NAMBUCCA Shire Council is to tell the State Government exactly what it thinks of its rate pegging policy – and it is inviting councils across New South Wales to do the same.

Frustrations about rate pegging emerged on Thursday night during debate on the council’s draft budget.

Nambucca Mayor, Cr Rhonda Hoban, said the 2.6 per cent increase allowed by the State Government would result in many councils going backwards.

“We are facing a 3.4 per cent increase in wages and yet can’t increase our rates revenue beyond the level of inflation (2.6 per cent). It just doesn’t make sense,” Cr Hoban said.

The council’s general manager, Michael Coulter, said the fact that council’s are being forced to draft their budgets so early in the year was making the exercise particularly onerous.

“The State Government has changed the rules this year and is making us draw up our budgets for the next financial year before we know if we will get the special rate variation we have applied for, and well before we know with any certainty how our current budget has performed,” Mr Coulter said.

Nambucca Council’s financial manager Craig Dolan presented a relatively balanced draft budget for 2010/11.

He pointed out, however, that it would still be a couple of months before council knew whether its expected $205,000 surplus for the current financial year eventuated. “If that doesn’t happen we will have to completely redraw the draft budget,” Mr Doolan said.

The mayor said uncertainty should be addressed now rather than later.

“We can’t put ourselves in a position where we start the new financial year in deficit. Things will only get worse if that happens,” she said.

The council has applied for a one per cent special rate variation to replace the Deep Creek Bridge that was irreparably damaged in last year’s flood and repair Riverside Drive at Nambucca Heads.

“If we don’t get the one per cent rise we will have to make big cuts to the draft budget,” Cr Hoban said.
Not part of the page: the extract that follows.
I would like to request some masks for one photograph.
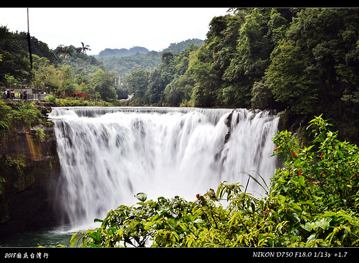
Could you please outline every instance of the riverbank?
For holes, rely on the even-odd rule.
[[[57,224],[53,186],[59,175],[51,104],[0,101],[0,236]]]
Savings already identified were not replacing a part-time receptionist position at the council chambers and cutting contributions to the Clarence Regional Library.

“The State Government has not increased it’s spending on library services for 30 years and while in the past we have been happy to increase our annual contributions by 10 per cent, this year we just can’t justify that,” the Mayor said.

“I want our general manager to write to the Minister for Local Government expressing our disappointment that rate pegging has been set at the rate of inflation when he should be aware of the infrastructure backlog across the state, and that council’s real costs, including wages, are far in excess of inflation.”